Initiativrecht des Betriebsrates bei der Einführung einer elektronischen Arbeitszeiterfassung – Das Ende der Vertrauensarbeitszeit?

Nach der bisherigen Rechtsprechung des Bundesarbeitsgerichts kann der Betriebsrat nicht die Einführung einer elektronischen Arbeitszeiterfassung verlangen. Eine aktuelle Entscheidung des Landesarbeitsgerichts Hessen könnte dies nun ändern. Nach Auffassung des Gerichts soll dem Betriebsrat ein Initiativrecht bei der Einführung einer elektronischen Zeiterfassung im Betrieb zukommen. Dies könnte für Arbeitgeber insbesondere bei der Gestaltung von Vertrauensarbeitszeitmodellen erhebliche Einschränkungen mit sich bringen.

Modell der Vertrauensarbeitszeit

Bei der Vereinbarung von Vertrauensarbeitszeit wird auf die Festlegung von Beginn und Ende der täglichen Arbeitszeit verzichtet. Es werden keine konkreten Zeiten vorgegeben, zu denen ArbeitnehmerInnen tätig werden sollen. Vielmehr wird nur ein täglicher Zeitrahmen vorgegeben, innerhalb dessen gearbeitet werden kann. Es erfolgt weder eine Zeiterfassung noch eine Zeitkontrolle, sondern die Leistung der ArbeitnehmerInnen wird allein anhand der Arbeitsergebnisse eingeschätzt. Hierdurch wird ArbeitnehmerInnen die Möglichkeit gegeben, eine bessere Koordinierung von Arbeitszeit und gewünschter Freizeit zu erreichen, was zu einer höheren Arbeitszufriedenheit und Motivation innerhalb der Belegschaft führen kann.

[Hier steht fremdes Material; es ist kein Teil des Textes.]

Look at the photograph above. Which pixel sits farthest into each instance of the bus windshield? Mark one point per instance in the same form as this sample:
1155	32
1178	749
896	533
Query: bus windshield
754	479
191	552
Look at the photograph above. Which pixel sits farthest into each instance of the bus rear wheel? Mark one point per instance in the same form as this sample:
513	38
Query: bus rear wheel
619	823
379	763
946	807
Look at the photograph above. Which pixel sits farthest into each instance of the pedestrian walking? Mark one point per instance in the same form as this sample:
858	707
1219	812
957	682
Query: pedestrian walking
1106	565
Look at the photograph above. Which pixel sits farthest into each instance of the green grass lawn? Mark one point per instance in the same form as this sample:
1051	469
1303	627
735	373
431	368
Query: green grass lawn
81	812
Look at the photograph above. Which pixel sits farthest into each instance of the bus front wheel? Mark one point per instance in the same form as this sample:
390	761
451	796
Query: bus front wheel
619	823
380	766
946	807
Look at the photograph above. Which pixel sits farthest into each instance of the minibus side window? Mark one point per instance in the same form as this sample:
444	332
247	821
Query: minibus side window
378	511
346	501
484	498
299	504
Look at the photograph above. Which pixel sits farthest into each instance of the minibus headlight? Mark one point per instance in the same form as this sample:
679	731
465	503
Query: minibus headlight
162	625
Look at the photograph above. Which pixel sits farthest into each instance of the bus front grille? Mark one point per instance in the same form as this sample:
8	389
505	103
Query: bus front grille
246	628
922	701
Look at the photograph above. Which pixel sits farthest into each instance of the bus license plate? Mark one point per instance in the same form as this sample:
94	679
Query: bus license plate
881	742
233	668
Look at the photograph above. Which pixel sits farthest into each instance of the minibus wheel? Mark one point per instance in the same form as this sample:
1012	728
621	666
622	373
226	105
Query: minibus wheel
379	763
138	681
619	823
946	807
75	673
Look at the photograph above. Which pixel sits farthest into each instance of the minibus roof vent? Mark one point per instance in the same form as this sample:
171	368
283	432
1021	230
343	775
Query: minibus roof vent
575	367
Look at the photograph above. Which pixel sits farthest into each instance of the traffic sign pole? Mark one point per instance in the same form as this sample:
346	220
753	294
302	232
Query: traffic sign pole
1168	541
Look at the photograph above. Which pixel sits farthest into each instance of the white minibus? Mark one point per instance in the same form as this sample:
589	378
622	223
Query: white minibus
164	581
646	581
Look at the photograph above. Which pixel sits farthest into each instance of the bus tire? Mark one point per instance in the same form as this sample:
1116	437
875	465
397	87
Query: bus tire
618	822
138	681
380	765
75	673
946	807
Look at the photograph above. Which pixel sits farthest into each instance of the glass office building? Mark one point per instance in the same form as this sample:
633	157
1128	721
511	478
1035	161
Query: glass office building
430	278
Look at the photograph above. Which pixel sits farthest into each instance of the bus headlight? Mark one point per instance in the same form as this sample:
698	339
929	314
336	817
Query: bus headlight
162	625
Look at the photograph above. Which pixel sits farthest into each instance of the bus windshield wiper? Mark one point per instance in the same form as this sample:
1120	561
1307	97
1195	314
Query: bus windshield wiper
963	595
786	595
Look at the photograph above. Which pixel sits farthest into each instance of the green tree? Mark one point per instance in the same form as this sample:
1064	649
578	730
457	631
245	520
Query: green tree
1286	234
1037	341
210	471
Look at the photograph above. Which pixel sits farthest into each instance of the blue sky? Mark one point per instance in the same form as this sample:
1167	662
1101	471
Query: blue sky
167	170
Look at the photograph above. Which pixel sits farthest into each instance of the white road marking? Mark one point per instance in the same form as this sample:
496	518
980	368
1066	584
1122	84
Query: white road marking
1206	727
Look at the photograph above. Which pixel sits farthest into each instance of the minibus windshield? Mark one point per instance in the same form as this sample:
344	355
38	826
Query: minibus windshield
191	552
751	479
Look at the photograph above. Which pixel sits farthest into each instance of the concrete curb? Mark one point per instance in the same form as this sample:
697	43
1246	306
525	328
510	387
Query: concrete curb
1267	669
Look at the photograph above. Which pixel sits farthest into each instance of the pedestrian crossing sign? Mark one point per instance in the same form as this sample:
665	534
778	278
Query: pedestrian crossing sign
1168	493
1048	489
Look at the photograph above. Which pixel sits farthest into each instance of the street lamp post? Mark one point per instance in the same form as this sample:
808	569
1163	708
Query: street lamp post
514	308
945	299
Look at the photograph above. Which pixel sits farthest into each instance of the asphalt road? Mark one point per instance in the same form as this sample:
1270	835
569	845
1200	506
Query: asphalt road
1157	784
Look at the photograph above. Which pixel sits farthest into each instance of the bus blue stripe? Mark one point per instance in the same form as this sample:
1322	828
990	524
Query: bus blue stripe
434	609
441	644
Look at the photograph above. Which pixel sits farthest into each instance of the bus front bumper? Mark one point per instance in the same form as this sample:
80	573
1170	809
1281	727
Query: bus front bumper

Bisherige Rechtsprechung des Bundesarbeitsgerichts

Bereits 1989 hatte das Bundesarbeitsgericht entschieden, dass das Initiativrecht des Betriebsrats in Bezug auf den Mitbestimmungstatbestand nach § 87 Abs 1 Nr. 6 BetrVG nicht zum Inhalt habe, dass der Betriebsrat auch die Einführung einer technischen Einrichtung zur Arbeitszeiterfassung verlangen könne. Das Gericht hat dies mit dem Zweck des Mitbestimmungsrechts begründet. Dieser liege allein darin, den Gefahren einer Verletzung des Persönlichkeitsrechts und des Rechts der ArbeitnehmerInnen auf freie Entfaltung dieser Persönlichkeit bei der Einführung elektronischer Kontrolleinrichtungen zu begegnen. Insoweit diene die Mitbestimmung lediglich der Abwehr von unzulässigen Eingriffen in den Persönlichkeitsbereich der ArbeitnehmerInnen. Ein Initiativrecht des Betriebsrats bei der Einführung einer elektronischen Arbeitszeiterfassung würde diesem Zweck widersprechen.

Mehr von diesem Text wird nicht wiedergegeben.